Wednesday, December 30, 2009




About books again. Do you feel that certain books are dangerous for some people to read? I guess this applies to anything really, not just reading, it could be film, music, the newspaper, etc..

Often when I watch a film or read a book that compromises and reflects negatively on my position in the world (misogyny, antisemitism, etc..) I become very defensive and afraid. It's probably paranoia, I'm worried that a friend or an acquaintance will read the same text and suddenly realize something about me or others like me, and this something will be under the umbrella of any given negative stereotype.

That is not to say that I don't trust my friends and their judgments, but I've experienced this weird phenomenon myself, where I defended a piece of work that essentially expressed some sort of aggression towards "me", because it did so in a way that was ambiguous and thoughtful.

There's a difference between "ambigous" passive violence, that exists in certain ideas, and the brutal/incredibly tangible, active violence. For example, compare the implications of LVT's "Antichrist" VS Roman Polanski raping a 13 yr old girl. While Antichrist is hostile towards females (actually, I find that most LVT films are and if I had gone to see Antichrist with a male friend or a boyfriend it's possible that I would have left the theatre, no joke), I still felt very strongly about it, not all negative emotions. I even defended it in conversation numerous times, despite the fact that it presented ideas and imagery that made me feel uncomfortable and "in danger". I defended it because those kinds of ideas can put one in a contemplative state under the right circumstances, we're given the space to reach our own conclusion if we wish. Buuuuut, I think that Roman Polanski is a piece of shit rapist and should rot in jail.

Back to the original subject, I totally understand that the "Antichrist"s could potentially breed more rapists (by "potentially" I mean like 1% of the population who are already prone to bouts of violence) because not everyone uses critical thinking when going to the movies and if Lars Von Trier tells you that the psychotic female next door needs to be subdued and everyone in the theatre agrees you may as well just go for it. Is that right? Am I over-dramatizing?

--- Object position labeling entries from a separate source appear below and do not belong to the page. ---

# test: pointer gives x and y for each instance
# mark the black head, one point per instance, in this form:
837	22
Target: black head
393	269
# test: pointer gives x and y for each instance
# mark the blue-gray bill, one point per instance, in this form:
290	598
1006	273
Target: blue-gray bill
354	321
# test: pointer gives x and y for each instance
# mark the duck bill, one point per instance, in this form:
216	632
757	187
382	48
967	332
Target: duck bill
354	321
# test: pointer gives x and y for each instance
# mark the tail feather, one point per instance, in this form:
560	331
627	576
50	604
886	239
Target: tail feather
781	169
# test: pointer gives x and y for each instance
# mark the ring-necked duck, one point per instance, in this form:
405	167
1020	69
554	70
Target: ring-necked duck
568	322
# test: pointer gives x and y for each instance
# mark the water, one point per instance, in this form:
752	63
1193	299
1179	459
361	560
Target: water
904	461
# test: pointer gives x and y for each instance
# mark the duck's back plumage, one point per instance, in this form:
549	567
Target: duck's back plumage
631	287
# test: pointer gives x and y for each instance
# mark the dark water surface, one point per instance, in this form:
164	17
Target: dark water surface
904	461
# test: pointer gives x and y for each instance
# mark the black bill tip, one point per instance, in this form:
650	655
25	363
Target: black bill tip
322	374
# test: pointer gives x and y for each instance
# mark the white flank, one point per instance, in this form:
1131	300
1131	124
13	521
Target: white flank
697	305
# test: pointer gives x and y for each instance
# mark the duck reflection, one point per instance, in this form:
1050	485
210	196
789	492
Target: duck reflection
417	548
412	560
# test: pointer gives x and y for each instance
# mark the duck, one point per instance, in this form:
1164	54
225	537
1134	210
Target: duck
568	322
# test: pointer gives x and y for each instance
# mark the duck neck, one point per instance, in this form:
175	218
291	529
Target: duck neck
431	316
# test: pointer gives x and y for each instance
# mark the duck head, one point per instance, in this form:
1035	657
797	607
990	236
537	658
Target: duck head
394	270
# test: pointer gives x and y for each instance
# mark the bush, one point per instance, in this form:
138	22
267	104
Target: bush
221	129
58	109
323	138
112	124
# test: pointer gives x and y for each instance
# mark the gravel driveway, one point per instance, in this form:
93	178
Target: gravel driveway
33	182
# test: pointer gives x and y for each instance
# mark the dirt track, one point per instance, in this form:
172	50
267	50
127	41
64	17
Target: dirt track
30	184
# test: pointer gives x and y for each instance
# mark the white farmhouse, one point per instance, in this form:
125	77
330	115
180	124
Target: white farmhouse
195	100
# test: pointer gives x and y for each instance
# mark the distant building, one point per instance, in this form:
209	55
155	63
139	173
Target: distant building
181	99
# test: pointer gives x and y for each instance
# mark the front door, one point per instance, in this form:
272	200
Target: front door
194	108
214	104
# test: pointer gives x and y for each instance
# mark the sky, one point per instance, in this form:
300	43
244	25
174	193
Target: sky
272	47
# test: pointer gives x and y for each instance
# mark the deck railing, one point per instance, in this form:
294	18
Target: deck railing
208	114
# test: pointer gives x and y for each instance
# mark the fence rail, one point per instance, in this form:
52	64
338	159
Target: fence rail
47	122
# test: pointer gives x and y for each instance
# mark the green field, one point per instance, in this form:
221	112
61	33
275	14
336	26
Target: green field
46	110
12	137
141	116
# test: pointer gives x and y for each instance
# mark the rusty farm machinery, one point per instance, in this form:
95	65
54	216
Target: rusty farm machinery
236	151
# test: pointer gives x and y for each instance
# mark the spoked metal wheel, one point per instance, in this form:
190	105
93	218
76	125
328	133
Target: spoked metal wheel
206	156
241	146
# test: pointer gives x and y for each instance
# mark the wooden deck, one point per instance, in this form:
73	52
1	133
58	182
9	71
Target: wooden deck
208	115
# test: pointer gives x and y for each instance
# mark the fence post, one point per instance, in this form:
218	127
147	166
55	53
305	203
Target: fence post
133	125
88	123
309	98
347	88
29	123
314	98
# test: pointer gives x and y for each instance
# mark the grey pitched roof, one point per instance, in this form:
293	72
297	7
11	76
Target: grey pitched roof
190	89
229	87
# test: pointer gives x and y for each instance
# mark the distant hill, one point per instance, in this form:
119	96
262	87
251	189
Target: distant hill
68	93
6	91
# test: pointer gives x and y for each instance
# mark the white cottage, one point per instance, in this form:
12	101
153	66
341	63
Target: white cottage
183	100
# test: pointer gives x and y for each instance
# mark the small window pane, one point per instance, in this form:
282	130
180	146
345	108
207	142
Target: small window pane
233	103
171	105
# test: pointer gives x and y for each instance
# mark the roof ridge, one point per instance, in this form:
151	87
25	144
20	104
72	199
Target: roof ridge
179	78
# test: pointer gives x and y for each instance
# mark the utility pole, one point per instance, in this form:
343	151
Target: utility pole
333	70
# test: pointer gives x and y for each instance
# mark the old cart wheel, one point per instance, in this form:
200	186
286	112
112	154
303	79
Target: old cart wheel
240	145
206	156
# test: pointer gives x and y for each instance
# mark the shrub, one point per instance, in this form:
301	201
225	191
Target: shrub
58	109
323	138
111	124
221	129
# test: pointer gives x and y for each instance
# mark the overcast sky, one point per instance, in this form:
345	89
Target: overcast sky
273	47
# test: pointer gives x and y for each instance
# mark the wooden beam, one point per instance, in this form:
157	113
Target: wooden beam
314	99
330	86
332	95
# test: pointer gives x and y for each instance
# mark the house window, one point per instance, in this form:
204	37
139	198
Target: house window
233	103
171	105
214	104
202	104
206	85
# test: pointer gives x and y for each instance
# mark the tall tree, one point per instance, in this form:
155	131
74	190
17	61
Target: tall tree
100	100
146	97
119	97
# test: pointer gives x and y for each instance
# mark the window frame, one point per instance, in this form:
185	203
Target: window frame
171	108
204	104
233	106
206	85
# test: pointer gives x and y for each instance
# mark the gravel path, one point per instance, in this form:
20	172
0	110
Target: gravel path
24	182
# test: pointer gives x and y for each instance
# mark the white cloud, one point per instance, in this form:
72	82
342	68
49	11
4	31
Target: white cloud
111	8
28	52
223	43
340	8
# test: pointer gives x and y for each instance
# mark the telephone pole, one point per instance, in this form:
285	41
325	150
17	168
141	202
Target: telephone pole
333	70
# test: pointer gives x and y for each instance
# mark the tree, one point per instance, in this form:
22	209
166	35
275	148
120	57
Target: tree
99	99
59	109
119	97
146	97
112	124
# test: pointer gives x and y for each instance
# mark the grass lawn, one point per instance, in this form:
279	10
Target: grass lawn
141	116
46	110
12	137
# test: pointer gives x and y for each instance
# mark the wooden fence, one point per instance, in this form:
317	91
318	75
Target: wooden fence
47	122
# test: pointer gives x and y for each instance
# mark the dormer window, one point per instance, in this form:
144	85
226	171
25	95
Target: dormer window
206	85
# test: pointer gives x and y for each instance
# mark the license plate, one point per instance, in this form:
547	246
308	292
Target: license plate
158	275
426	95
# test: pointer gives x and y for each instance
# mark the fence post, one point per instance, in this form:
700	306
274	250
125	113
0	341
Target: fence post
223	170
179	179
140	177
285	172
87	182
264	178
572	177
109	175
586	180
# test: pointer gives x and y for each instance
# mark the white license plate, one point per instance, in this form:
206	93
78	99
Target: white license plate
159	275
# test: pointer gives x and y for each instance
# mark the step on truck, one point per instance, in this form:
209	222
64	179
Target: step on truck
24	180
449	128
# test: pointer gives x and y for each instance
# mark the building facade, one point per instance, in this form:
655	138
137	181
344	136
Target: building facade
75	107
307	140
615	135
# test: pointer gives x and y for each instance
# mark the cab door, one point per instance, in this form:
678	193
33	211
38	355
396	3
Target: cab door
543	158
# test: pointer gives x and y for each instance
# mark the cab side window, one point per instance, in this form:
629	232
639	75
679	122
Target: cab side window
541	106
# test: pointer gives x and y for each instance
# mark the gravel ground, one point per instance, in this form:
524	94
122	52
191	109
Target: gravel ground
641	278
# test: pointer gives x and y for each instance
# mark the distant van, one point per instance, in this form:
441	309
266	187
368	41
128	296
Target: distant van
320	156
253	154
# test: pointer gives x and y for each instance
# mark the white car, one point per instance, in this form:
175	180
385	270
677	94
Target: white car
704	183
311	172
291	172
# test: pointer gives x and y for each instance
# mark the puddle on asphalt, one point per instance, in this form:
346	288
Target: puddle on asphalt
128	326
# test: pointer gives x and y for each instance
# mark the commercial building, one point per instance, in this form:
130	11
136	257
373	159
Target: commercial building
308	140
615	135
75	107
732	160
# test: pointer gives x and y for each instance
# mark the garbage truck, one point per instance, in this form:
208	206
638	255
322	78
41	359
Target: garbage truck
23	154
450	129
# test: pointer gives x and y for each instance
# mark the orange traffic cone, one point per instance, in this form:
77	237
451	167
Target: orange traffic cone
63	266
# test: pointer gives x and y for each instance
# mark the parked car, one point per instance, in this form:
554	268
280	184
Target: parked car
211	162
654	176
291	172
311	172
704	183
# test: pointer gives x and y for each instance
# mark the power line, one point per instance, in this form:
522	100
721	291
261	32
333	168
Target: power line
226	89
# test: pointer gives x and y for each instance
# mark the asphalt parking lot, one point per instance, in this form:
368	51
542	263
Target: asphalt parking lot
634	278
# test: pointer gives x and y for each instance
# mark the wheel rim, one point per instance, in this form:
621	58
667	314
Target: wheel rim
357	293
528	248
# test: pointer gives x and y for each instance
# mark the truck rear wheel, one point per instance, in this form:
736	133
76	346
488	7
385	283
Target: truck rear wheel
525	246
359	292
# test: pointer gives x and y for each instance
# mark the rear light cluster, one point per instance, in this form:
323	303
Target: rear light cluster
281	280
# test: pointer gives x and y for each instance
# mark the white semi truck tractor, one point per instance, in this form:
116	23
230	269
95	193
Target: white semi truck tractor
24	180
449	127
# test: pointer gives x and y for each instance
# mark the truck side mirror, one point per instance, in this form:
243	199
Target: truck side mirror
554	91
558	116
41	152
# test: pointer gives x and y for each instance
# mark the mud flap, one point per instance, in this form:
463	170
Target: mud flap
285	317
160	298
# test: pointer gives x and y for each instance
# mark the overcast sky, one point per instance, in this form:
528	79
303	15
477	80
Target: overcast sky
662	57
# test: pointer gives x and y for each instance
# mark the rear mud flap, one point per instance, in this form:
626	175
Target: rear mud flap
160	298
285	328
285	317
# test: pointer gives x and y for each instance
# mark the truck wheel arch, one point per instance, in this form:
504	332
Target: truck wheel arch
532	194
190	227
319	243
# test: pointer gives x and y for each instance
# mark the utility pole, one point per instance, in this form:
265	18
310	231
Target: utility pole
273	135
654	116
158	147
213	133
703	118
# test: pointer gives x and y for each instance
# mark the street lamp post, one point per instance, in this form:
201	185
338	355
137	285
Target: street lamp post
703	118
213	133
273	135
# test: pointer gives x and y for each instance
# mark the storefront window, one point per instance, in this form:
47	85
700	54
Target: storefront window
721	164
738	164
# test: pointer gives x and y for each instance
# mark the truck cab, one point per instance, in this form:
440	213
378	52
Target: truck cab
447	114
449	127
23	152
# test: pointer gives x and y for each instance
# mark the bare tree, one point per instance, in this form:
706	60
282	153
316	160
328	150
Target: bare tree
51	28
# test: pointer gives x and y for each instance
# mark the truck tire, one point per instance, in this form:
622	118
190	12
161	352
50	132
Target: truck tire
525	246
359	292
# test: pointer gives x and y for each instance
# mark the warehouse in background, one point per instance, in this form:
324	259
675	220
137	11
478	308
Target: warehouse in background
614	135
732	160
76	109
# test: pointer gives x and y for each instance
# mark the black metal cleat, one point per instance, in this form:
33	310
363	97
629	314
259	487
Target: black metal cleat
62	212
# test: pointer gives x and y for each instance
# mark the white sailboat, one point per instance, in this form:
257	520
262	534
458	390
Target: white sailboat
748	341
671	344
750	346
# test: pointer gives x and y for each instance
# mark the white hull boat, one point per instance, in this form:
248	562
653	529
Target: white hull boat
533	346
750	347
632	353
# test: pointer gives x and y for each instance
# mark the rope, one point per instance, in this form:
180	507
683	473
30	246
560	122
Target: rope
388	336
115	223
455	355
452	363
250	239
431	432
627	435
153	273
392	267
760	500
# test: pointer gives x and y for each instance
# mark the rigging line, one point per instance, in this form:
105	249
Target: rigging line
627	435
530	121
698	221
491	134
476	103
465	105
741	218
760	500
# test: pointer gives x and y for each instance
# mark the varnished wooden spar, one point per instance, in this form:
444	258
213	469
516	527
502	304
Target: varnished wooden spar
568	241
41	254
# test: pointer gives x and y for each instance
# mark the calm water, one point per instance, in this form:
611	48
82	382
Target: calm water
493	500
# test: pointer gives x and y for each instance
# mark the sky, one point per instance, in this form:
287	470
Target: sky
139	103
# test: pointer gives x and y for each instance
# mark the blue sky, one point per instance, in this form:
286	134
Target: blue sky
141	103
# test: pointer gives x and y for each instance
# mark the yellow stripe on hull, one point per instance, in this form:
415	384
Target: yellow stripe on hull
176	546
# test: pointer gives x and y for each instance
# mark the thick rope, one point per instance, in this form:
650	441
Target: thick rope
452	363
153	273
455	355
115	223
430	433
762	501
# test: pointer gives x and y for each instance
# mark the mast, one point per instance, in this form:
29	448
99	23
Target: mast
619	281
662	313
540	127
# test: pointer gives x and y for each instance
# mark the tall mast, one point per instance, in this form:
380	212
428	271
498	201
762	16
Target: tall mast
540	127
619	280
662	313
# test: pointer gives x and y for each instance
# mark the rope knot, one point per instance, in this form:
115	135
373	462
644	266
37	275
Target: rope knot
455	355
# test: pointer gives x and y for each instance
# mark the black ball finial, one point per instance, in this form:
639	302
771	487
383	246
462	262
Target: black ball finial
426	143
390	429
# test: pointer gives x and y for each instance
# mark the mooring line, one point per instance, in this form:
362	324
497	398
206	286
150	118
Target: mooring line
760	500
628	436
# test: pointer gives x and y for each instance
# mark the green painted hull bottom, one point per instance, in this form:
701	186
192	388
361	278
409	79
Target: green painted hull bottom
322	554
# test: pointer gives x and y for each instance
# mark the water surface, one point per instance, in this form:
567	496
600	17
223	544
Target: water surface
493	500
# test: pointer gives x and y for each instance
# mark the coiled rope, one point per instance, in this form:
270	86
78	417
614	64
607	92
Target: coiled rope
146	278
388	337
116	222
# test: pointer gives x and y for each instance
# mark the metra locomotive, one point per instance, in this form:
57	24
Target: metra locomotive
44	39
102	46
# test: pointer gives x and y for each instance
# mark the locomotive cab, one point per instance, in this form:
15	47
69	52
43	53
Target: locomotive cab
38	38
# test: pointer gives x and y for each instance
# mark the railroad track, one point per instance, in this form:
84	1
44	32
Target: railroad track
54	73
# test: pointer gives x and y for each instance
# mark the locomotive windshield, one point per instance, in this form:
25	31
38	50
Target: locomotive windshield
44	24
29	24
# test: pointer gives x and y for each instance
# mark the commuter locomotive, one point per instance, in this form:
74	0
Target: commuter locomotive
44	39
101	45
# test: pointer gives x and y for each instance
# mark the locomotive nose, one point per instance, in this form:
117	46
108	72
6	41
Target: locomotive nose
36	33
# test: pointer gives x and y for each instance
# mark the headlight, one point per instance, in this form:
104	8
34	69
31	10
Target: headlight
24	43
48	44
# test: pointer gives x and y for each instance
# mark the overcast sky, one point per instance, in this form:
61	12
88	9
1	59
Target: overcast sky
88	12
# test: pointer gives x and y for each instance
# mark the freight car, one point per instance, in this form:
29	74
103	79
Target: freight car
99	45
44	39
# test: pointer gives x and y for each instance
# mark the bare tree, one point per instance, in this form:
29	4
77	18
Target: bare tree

I'm reading a book right now in which the character defends and encourages sex tourism and child prostitution, probably ironically. At least I think so? In fact, at this moment in my book, they are constructing an entire new line of retreat centres that economically rely solely on 3rd world sex tourism. He gives some reasons - I can elaborate upon request. His descriptions of sex with young SE Asian prostitutes are seductive and exotic and make you feel fuzzy inside, like it's the right thing to do. Holy shit! You forget that in reality it's actually a really screwed up situation. I don't want to say anything yet because I'm only 50 pages away from the end, but it's hard for me to separate the writer from his creation and the whole thing is deeply disturbing for me, because as much as I hate the character, I still feel a perverse, weird compassion and sympathy towards him.

2 comments:

Anonymous said...

i think anyone who calls Antichrist misogynistic is oversimplifying things. i agree with you on polanski.

the books that are dangerous for me to read... ones where children are abused physically and sexually.. i once identified with a protagonist so much that as she was sitting a the tub- i stopped and poured my own bath and rejoined her and thought about bleeding out with her just a bit. eeek. oh dramatic painful hormonal teenage years.


the sex tourism one sounds interesting and potentially angering. im curious.. what is it called?

benivulka said...

The book is "Platform" by Michel Houellebecq. It's pretty good, albeit depressing.

But where do these feelings of compassion/identification come from? It's kind of disturbing, right?

I don't know how I feel about him, that's why I am going to read all his books and then make up my mind.